INTER (4-4-1-1): Handanovic 6; D’Ambrosio 6,5, Miranda 6,5, Ranocchia sv (20′ Murillo 6,5), Santon 6; Candreva 5,5 (82′ Jovetic sv), Brozovic 5,5, Joao Mario 6,5, Perisic 6,5; Banega 6,5 (64′ Eder 5,5); Icardi 7. All. Vecchi 6,5

CROTONE (4-3-3): Cordaz 7,5; Rosi 6,5, Ceccherini 6,5, Ferrari 6, Mesbah 6; Capezzi 6, Barberis 6,5 (86′ Tonev), Rohden 6 (86′ Sampirisi); Palladino 5,5, Falcinelli 6, Trotta 5,5 (71′ Crisetig sv). All. Nicola 5,5.
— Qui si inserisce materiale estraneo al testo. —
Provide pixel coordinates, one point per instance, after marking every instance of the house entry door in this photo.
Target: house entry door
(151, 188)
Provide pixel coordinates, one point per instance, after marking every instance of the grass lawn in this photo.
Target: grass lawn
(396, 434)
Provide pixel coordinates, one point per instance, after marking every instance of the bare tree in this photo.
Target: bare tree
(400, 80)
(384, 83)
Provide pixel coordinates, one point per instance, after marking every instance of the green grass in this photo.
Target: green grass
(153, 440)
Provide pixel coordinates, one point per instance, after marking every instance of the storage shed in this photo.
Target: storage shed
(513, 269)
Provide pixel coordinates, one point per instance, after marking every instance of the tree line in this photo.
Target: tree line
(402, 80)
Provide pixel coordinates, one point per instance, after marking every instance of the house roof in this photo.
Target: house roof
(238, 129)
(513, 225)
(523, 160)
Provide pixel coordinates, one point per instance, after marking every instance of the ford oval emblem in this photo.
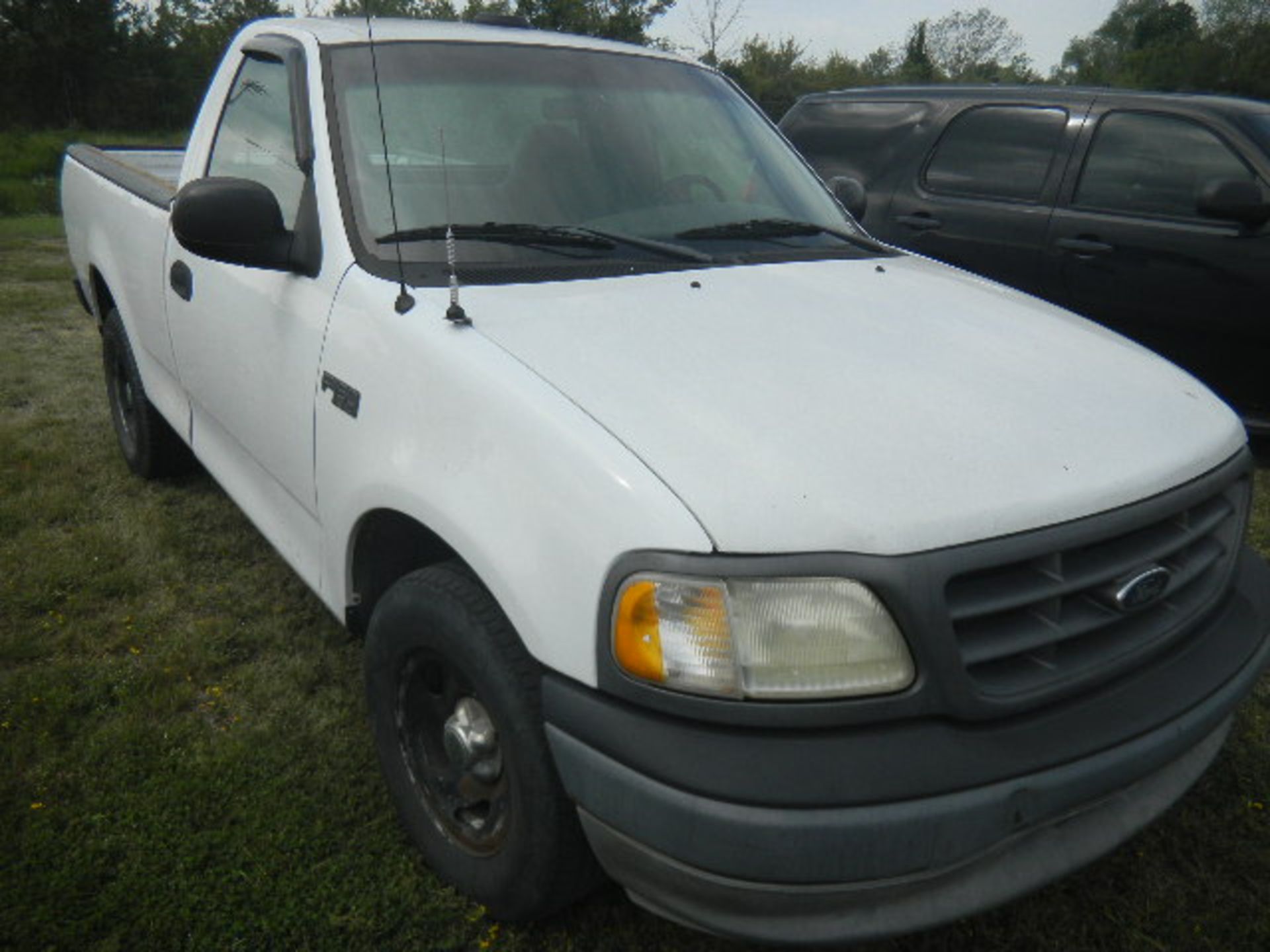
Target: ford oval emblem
(1143, 588)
Marcatori: 84′ Perisic (I), 88′ Icardi (I), 93′ Icardi (I)

Ammoniti: 11′ Ranocchia (I), 14′ Mesbah (C), 70′ Rosi (C)

Arbitro: Calvarese 6,5

Il Migliore in campo Sportmain: Alex Cordaz

Cresciuto nel settore giovanile nerazzurro, Cordaz sfodera una prestazione magnifica.  Di fatto tiene in piede la baracca dei pitagorici fino al 84′ grazie ad alcune parate strepitose. Dà fiducia al reparto mostrando ottima personalità. Le residue chance di salvezza dei calabresi passano per le sue mani. Baluardo.